Software RAID error

List overview All Threads
Download

newer

older

Compaq Proliant servers going free

Re: [ALUG] how to block new...

Mark Rogers

28 May 2013 28 May '13

9:04 a.m.

I'm having problems understanding what is happening on my RAID array.

$ cat /proc/mdstat Personalities : [linear] [multipath] [raid0] [raid1] [raid6] [raid5] [raid4] [raid10] md0 : active raid1 sda1[0] sdb1[1](F) 976629568 blocks super 1.2 [2/1] [U_]

To me, that suggests that sdb has failed, however, syslog contains lots of errors on sda but no mention of sdb.

Amongst the things I've learned this morning, is the fact that I'm not getting any notifications; this only came to light because a VM that is hosted on this RAID array has lost the ability to write to one of its virtual disks (but not all of them).

Should I conclude that both disks have failed?
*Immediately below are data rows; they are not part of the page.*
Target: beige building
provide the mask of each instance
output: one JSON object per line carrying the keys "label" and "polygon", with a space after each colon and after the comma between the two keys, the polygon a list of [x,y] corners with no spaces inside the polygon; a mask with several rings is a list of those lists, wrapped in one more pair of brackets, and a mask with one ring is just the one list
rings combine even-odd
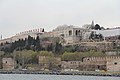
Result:
{"label": "beige building", "polygon": [[63,70],[120,71],[120,57],[87,57],[83,61],[62,61]]}
{"label": "beige building", "polygon": [[13,70],[14,67],[15,67],[15,61],[12,58],[3,58],[2,59],[3,70]]}
{"label": "beige building", "polygon": [[62,61],[61,68],[65,71],[78,70],[81,61]]}
{"label": "beige building", "polygon": [[18,41],[19,39],[25,40],[25,38],[28,38],[28,36],[31,36],[33,38],[36,38],[37,36],[42,37],[42,34],[44,33],[43,30],[44,30],[43,28],[40,28],[40,29],[33,29],[29,31],[20,32],[10,38],[0,40],[0,44],[1,43],[4,44],[6,42],[12,43]]}
{"label": "beige building", "polygon": [[62,25],[54,29],[54,37],[63,37],[65,44],[78,43],[82,40],[83,35],[88,32],[89,29],[83,29],[76,26]]}

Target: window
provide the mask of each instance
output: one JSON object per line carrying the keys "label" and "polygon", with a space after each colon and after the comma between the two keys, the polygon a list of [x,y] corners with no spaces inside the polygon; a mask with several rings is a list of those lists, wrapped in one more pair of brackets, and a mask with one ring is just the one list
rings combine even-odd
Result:
{"label": "window", "polygon": [[117,65],[117,62],[115,62],[114,64]]}

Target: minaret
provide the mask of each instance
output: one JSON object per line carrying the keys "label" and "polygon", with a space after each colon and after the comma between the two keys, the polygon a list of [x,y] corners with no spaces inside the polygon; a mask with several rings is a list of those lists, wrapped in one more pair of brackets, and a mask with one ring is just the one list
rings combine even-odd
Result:
{"label": "minaret", "polygon": [[94,21],[92,20],[91,28],[94,28]]}

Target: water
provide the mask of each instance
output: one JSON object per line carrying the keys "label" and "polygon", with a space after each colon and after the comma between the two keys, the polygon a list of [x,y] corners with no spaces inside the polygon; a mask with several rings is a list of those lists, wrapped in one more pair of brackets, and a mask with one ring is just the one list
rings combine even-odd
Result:
{"label": "water", "polygon": [[120,80],[120,77],[41,75],[41,74],[0,74],[0,80]]}

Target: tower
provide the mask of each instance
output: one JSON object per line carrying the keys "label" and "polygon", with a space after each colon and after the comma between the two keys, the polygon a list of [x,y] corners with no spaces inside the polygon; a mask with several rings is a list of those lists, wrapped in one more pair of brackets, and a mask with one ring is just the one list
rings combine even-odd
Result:
{"label": "tower", "polygon": [[2,40],[2,35],[1,35],[0,39]]}
{"label": "tower", "polygon": [[91,29],[94,28],[94,21],[92,20]]}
What is the best route to recovery here? Ie which disk do I swap out first with a new disk? Logically swapping out sda is the only thing that makes sense to me but advice welcomed.

smartctl reports that neither disk had SMART enabled, which is odd because I thought they had, so there's no information there. I have enabled it this morning but don't want to try doing self-tests at this stage unless someone more knowledgeable than me says I should.

Mark

-- Mark Rogers // More Solutions Ltd (Peterborough Office) // 0844 251 1450 Registered in England (0456 0902) @ 13 Clarke Rd, Milton Keynes, MK1 1LG

Show replies by date

steve-ALUG＠hst.me.uk

28 May 28 May

10:48 a.m.

On 28/05/13 09:04, Mark Rogers wrote:

...

I'm having problems understanding what is happening on my RAID array.

$ cat /proc/mdstat Personalities : [linear] [multipath] [raid0] [raid1] [raid6] [raid5] [raid4] [raid10] md0 : active raid1 sda1[0] sdb1[1](F) 976629568 blocks super 1.2 [2/1] [U_]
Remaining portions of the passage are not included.